I’m definitely giving my Fitbit a workout with exploring Angkor temples. The larger circuit of temples are less traveled by tourists, Angkor Wat and Angkor Thom drawing the largest crowds, but some of my favorite sites came from this day. We hired a tuk tuk driver, or cart driven by a motorcycle, to haul us around for the day.
We started at Ta Prohm, which most Westerners, as the tour guides will point out, know for the “Tomb Raider tree.” I’ve never seen Tomb Raider, but this is the tree:
Fortunately, Ta Prohm would be the most crowded of the temples that we saw that day, but admittedly, one of the most remarkable of any of the temples. Jess and I stood, gazing at the temple, at one point, and decided the best word to describe it would be: magical.
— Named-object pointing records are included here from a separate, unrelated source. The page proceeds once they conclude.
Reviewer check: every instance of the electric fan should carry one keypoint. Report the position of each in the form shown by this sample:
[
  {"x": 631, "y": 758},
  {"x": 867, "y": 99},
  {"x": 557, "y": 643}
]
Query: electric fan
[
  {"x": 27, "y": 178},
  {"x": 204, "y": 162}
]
After Ta Prohm, many of the temples offered little shade from the blazing Cambodian sun and sweltering humidity. The next two temples, Pre Rup and East Mabon were very similar, multi-tiered “mountain temples” fashioned after a mythical mountain in ancient Hindu legend.
East Mebon boasts one of the most well preserved elephant statues in all the Ankorian temples. We likely would not have known if another tourist had not pointed us in the right direction – the southeast corner, I believe. I nearly frightened Jess to death turning my angle on an uneven stone while looking at the statue- less than a foot away from the edge of the terrace.
Our next stop was a bonus for us; our tuk tuk driver offered to take us out to Bantaey Srei, or the Ladies’ Temple, for a few extra bucks. The temple is over 16 miles away from the main group, but well worth the time and effort to get to. The delicate carvings and detail made this temple my favorite of them all. The Ladies’ Temple is very small and easily toured in about 30 minutes, but the petite stature is compensated by its beauty.
Ta Som, the next temple on our route, thankfully did not have many stairs. Low to the ground, carvings fading, and walls crumbling, this temple was well ruined and did not have much to offer, other than evidence as to how much can be lost with out proper restoration and maintenance.
Up next, Neak Pean was another petite, ground level temple. However, this one is interesting in that it was located in the middle of a baray, or man made lake. The temple was used for ceremonial cleansing, in which water flowed up through the middle of the temple and down spouts carved as different mythological creatures. To get to the temple, you have to walk down a long, wooden causeway.
The last temple of the day, Preah Kahn, was surprisingly huge and maze-like. Our tuk tuk driver dropped us at one gate of the temple and told us that he would meet us on the other side. The long entrance leads into several layers of walls and ancillary buildings, such as libraries, until reaching the central building, which had many long, narrow corridors connecting small shrine rooms. For comparison, Preah Kahn is larger than Ta Prohm (and in better shape) and just about as large as inside the moat of Angkor Wat.
After the long, hot, exhausting day, we boosted an amazing 10.75 miles of walking, and 49 flights of stairs. We decided that an afternoon by the pool, followed by a wholesome dinner, was well earned.